I photographed the seven-stone garden without inspiration – that of the art book – but I will never forget the side garden. That of calm thoughts. Brutal exile from the world that had forced me to look at the bottom of my eyes.
This episode influenced not only all of my work done throughout the stay at the villa Kujoyama but also all my work until today.
Isabelle Le Minh – 2019
For an artist, a residency is a precious moment that offers him/her the incredible luxury of being able to devote fully to his/her creation, being free from any professional obligation.
While applying to Villa Kujoyama, I wanted above all to confront myself with another environment, likely to trigger a new phase in my work. Indeed, my creative process is based on documentary research and borrows elements from different systems of thought or representation to aggregate them in my creations. My ideas are generally born of chance encounters (with a book, an object, a technique …) and resonances or telescoping that arouse these meetings.
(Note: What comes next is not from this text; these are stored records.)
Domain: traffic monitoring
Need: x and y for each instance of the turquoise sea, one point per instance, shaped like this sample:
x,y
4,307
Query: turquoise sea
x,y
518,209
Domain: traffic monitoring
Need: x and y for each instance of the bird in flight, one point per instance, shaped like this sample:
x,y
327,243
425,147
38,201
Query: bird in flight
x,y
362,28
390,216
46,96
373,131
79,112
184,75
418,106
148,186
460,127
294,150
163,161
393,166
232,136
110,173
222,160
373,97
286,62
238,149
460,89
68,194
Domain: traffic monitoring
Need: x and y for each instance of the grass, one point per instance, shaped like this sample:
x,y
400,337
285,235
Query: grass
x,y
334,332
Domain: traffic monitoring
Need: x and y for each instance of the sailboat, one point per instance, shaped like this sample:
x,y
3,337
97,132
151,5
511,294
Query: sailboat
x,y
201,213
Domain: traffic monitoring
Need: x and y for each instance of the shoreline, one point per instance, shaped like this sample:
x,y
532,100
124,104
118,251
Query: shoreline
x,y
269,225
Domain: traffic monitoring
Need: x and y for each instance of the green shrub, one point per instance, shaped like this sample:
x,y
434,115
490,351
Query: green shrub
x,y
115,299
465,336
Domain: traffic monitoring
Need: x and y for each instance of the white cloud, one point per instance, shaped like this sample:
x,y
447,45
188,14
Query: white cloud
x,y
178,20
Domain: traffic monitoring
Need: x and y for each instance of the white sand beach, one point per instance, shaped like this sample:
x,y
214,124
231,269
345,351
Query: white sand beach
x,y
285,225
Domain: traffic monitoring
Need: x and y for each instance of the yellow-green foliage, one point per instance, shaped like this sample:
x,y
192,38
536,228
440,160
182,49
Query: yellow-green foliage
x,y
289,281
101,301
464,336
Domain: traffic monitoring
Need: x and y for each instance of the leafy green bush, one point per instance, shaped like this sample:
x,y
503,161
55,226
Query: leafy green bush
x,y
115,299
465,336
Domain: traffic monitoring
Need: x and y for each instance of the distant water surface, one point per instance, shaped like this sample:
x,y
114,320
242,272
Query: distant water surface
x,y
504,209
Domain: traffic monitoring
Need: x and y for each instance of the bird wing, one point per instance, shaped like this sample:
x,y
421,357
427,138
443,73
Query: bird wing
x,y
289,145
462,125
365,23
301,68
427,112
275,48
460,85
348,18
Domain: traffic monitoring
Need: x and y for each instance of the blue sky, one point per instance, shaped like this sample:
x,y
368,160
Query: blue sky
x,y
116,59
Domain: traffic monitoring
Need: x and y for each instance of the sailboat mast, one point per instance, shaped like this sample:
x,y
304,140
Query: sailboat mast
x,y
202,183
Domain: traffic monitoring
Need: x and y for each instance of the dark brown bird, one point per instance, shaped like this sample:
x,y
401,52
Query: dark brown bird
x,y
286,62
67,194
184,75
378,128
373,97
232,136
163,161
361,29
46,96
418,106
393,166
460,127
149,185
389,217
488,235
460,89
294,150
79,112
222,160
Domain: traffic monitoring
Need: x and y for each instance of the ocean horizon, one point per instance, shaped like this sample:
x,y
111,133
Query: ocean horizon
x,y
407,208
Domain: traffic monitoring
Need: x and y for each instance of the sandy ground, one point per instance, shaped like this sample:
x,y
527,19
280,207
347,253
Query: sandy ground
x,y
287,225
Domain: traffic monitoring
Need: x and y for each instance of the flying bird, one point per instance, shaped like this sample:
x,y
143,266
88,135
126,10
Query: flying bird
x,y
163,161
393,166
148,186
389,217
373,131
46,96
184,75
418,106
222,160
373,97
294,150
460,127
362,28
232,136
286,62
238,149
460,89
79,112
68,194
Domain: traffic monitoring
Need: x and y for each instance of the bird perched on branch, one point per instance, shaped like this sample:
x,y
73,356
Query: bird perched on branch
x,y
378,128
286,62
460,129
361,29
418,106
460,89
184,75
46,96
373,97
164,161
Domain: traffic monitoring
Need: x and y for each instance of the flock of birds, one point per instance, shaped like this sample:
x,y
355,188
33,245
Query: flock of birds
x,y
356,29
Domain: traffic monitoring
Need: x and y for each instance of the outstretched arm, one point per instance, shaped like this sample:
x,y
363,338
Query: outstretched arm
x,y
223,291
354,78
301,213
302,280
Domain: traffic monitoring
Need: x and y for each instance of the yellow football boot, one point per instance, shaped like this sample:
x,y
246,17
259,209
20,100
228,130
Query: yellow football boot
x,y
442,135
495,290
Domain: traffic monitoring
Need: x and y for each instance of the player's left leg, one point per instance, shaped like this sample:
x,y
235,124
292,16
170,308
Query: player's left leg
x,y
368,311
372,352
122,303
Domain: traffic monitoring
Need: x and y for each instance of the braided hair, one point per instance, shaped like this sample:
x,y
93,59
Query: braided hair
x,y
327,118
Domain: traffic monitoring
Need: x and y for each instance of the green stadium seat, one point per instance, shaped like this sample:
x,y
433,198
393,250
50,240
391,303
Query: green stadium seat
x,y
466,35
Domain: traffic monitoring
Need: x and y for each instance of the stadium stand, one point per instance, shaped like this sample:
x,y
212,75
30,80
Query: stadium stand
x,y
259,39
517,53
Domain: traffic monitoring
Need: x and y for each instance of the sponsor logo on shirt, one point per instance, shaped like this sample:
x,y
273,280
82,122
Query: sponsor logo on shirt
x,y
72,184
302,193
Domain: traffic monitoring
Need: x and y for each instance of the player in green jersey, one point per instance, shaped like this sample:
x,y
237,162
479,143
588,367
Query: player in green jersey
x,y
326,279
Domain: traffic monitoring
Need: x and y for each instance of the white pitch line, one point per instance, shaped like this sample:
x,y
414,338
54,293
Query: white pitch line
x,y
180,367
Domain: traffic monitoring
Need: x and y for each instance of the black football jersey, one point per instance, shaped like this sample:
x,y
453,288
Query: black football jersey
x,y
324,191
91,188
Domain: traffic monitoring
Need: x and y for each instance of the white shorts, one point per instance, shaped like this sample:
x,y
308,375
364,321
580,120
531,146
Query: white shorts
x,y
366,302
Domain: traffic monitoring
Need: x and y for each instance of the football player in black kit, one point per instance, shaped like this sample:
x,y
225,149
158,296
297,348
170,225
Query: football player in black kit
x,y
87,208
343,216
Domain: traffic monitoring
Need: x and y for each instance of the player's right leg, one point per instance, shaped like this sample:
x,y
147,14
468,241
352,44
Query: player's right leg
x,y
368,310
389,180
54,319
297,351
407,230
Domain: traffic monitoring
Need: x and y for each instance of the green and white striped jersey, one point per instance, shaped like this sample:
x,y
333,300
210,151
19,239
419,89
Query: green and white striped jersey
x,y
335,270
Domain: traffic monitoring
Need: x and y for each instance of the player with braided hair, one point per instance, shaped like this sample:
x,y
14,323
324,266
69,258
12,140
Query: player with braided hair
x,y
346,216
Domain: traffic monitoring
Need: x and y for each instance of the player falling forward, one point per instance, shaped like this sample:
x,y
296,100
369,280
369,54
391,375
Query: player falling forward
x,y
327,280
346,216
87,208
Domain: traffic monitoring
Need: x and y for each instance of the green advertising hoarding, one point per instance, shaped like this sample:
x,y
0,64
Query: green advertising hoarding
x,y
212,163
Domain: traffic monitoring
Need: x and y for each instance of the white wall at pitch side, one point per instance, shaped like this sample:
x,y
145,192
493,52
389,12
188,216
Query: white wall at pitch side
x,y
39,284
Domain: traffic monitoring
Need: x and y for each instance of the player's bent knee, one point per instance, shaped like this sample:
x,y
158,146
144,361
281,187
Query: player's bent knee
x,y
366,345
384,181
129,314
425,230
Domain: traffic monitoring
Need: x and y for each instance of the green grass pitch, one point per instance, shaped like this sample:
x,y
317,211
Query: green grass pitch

Japan, a country culturally very rich and so different from the European countries, was for me the ideal place, especially since the light and the time, which are at the very foundation of photography, are apprehended differently, Either through mythology and poetry – the legend of Amaterasu for example – or in Zen Buddhism – which views time as a succession of transient moments and profoundly marks Japanese society. It was precisely while staying in Kyoto for nearly ten years in the 1960s that the American artist James Lee Byars built up his personality. With the project to walk in his wake, I seeked to discover all the wealth of traditions and crafts, from which I intend to borrow certain elements to develop my works, since the art experimentation and the materiality of the images constitute an issue just as important as the “concept” in my approach to photography. I also rediscovered here the pleasure of shooting in the street full of “curiosities”, despite the overwhelming heat of the summer and the hostility of some local people towards the photographers in Kyoto. Finally, I met an art historian, Shinobu Skagami, who helped me a lot in my research; thanks to his sagacity, we discovered that the house of the poet Lindley Williams Hubbel, where Byars made his first performance entitled “Peace”, was just 50 meters from Villa Kujoyama and that the neighboring house, owned by an American collector destroyed today, was the place of residence of David Bowie during his many stays in Kyoto!
Villa Medicis : why a residency in photography?
The example of Simon Brodbeck and Lucie de Barbuat, residents of the French Academy in Rome – Villa Medici 2016 – 2017
Brodbeck & Barbuat form a duet of artists using photography and video. French and German, they have been working together since 2005 in Paris. Residents of the Academy of France in Rome – Villa Medici between 2016 and 2017, they graduated from the National School of Photography.
During their residency at the Villa Medici, Brodbeck & Barbuat participate in several exhibition projects (solo and collective). When presenting previous works, such as IN SEARCH OF ETERNITY – CHAPTER III Mumbai, 2015-2016, the works are always reinterpreted formally and redeployed in order to interact with the historical spaces of Villa Medici, their stories and their memories, but also with the works of other artists around them.